He screwed his face up, trying to find an answer.
“Look, uh … What’s your name?”
“Joshua.”
“Look, Joshua, you’ve got to learn to think on your own. That’s a gift Breath Giver has imparted to each one of us. All of your life, people like Mr. Roberts are going to be telling you things. Some are true, and some aren’t.” She paused. “I first came here fifty years ago, and I heard something, felt something, and it changed my life. Maybe that’s why you came today.”
“I came because it’s field day.”
She lifted an eyebrow. “Maybe. Or perhaps it was Spirit Power that brought you here. Maybe you were sent here today, to meet me, to hear these things because somehow, in spite of all the noise from the radio, movies, and video games, you will remember. Sometime in the future, you’ll say, ‘That old Indian woman taught me to see the world differently.’ And all along, it was Power moving you. Don’t ever underestimate Power.”
“What’s Power if it isn’t money?”
“It’s the breath that God breathed into this entire marvelous Creation.”
She reached into her purse, removing a clay gorget on a string. She made these by the hundreds, pressing a blob of clay into a mold; then she fired the pieces and strung them on fishing line. This one was a simple cross contained in a circle.
He took it, frowning at the design.
“The circle is emblematic of the world. The cross portrays the four directions: east, south, west, and north. At the center burns the sacred fire that was given to us by God. You keep that. And years from now, when you hold it, you will remember this day. And, if you’re lucky, how it changed your life.”
He looked up at her as he ran his fingers over the clay relief. “Do you think this place changed a lot of lives?”
“Oh, yes. And when you start back to find your teacher, you look around at the mounds, at the open spaces. When you do, look back through time. If you can free your imagination, you’ll see those places full of people, with great buildings, and tall granaries. People
lived
here in all of the ways humans do. They loved, and fought, and died, and laughed, and cried.”
She looked at the boy, feeling a shift in time, her souls having the briefest glimpse of the past.
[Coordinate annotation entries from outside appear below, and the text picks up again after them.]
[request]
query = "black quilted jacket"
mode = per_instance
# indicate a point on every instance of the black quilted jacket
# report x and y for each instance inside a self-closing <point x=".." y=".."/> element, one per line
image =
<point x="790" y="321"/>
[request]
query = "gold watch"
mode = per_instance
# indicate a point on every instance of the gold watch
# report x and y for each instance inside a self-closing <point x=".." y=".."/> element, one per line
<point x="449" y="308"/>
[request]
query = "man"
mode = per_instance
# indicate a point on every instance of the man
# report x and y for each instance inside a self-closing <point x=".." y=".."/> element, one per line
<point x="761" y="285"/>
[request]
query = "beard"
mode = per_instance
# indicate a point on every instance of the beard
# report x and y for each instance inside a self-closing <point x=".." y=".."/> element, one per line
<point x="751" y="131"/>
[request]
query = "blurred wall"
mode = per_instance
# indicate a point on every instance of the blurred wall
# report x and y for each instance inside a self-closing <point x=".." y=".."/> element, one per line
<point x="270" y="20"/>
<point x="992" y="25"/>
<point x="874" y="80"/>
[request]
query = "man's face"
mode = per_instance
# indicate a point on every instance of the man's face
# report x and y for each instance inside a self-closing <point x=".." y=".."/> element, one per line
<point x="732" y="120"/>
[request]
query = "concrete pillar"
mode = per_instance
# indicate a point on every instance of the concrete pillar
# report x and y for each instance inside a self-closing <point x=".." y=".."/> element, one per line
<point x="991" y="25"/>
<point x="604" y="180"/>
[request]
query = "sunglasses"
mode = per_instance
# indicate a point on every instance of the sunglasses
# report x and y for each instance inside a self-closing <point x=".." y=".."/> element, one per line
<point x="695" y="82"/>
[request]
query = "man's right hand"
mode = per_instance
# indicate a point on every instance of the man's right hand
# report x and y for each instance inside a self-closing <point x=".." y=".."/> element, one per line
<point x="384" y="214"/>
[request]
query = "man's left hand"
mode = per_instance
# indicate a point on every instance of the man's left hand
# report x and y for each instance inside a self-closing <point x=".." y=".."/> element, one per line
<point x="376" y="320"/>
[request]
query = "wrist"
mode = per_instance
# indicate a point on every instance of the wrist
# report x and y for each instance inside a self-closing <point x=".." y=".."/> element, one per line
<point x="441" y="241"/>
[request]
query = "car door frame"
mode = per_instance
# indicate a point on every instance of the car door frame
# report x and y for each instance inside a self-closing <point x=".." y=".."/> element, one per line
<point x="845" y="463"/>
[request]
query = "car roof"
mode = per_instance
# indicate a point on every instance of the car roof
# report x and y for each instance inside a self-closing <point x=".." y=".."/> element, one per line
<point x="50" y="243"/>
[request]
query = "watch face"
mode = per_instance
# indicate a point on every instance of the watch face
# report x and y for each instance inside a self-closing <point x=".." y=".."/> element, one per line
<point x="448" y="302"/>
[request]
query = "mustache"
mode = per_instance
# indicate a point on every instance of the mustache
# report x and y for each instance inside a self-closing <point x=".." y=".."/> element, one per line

“Joshua, this was the home of my ancestors.” She spread her arms. “They did marvelous things! Terrible things, filled with blood and pain, and suffering. They took this land, and built a city while living in the fading shadow of Cahokia. If you close your eyes and smell, you can catch the odor of fire and smoke. Treachery occurred here, and undying love. Heroes and cowards walked this very soil. It was a center for
people.
Living, breathing human beings like you and me. Can you feel it? The blood and spirit, the chaos and beauty? Magic happened.” She pointed. “Just out there, in that river before you.”
“But it’s gone.”
“No, it lives. Only your city senses are closed to it.”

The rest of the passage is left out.